CS590/CS690 - Projects
Instructor: Suresh Jagannathan
MagLev is a symbolic execution engine for Ruby-on-Rails. It is written
as a Ruby library (a gem) that runs Rails web applications on symbolic
inputs (instead of concrete inputs) and records the execution in form
of an abstract program that can be analyzed offline. A symbolic
execution of a program captures its behavior with respect to its
inputs, thus helps us analyze the program without having to analyze
its source code. For example, if a program calls
subString method on
a symbolic string object provided to it as an input, then we know that
the program calls
subString method on all its string inputs. By
performing enough such symbolic executions, we can thus analyze the
program completely without having to build sophisticated static
analyses on its source code. The novelty of MagLev is that it coaxes
Ruby’s concrete interpreter (MRI) to also accept symbolic inputs, thus
getting symbolic execution effectively for free. More about MagLev in
this short paper.
MagLev has been under development for few months now, and we do have a working prototype. However, there are still some important problems to be solved before MagLev is fit to be used on real web applications.
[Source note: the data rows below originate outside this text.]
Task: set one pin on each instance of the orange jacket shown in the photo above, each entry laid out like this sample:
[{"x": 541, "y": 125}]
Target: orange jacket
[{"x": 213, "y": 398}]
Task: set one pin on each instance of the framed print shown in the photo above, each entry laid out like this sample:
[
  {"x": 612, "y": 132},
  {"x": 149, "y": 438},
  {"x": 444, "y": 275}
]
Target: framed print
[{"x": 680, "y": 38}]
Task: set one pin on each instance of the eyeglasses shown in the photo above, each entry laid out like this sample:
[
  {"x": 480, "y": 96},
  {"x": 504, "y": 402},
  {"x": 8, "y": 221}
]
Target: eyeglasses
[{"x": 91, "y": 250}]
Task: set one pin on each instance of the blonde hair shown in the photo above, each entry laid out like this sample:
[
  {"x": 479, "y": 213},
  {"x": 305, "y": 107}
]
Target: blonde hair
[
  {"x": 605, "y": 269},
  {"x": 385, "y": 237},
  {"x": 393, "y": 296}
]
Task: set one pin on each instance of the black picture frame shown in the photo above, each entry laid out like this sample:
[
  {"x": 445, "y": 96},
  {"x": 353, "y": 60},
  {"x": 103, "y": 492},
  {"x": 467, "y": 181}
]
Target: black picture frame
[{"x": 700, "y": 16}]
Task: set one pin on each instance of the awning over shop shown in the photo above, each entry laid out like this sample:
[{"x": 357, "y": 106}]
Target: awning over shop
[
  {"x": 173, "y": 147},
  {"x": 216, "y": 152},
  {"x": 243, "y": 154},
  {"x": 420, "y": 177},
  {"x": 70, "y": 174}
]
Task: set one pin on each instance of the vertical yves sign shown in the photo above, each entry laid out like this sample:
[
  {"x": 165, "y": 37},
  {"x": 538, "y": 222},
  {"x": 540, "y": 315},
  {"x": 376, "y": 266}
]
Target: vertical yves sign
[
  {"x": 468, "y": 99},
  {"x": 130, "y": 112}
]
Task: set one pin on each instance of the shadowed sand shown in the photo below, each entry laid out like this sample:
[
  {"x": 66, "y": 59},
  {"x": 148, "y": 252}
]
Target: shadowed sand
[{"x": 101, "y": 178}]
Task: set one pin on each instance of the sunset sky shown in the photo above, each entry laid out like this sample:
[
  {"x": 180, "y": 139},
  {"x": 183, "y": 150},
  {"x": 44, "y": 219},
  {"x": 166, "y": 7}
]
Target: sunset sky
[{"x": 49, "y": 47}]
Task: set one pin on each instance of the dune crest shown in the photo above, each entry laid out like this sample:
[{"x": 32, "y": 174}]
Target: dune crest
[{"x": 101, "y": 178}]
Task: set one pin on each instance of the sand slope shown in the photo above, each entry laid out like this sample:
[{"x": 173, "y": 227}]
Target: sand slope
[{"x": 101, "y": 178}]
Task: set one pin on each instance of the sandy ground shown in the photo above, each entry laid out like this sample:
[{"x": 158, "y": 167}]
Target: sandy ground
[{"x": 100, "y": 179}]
For example:
- MagLev does not yet have a robust approach of dealing with
higher-order functions, such as
each, which are used heavily in Rails applications to iterate over collections.
- MagLev forks Unix processes to explore various control-flow paths that branch on a symbolic input. The approach works quite well for small-to-medium size web applications, but its scalability for large application is still an open question.
An independent study on MagLev is a good opportunity to work on the above problems, while learning advanced PL and compiler techniques by applying them to the real-world applications.
In pursuit of high scalability and always-on experience, large scale web services, such as Facebook and Amazon, have embraced unconventional storage systems with weak consistency guarantees. The widespread adoption of cloud-based deployment model (i.e., deploying applications via Amazon’s EC2 or Google’s Compute Engine) has incentivized the use of weakly consistent data stores even for small-to-medium scale web applications. Unfortunately, programming with such stores is significantly more complicated than programming with conventional relational databases, and much of this complexity can be attributed to the lack of sufficient programming abstractions and concurrency control mechanisms that provide strong enough guarantees. To address this problem, we built Quelea, a programming framework that simplifies the task of developing highly scalable web applications on the top of eventually consistent NoSQL stores, such as Cassandra. The utility of Quelea is demonstrated by the wealth of applications written on top of Quelea, such as a Twitter-like Microblog and an eBay-like auction site. Quelea is open-sourced, and version 1.0.0 is available on Hackage. Quelea is under active development, and we are currently working on including the support for:
- Fine-grained consistency guarantees, such as Read-Your-Writes, and Monotonic Reads.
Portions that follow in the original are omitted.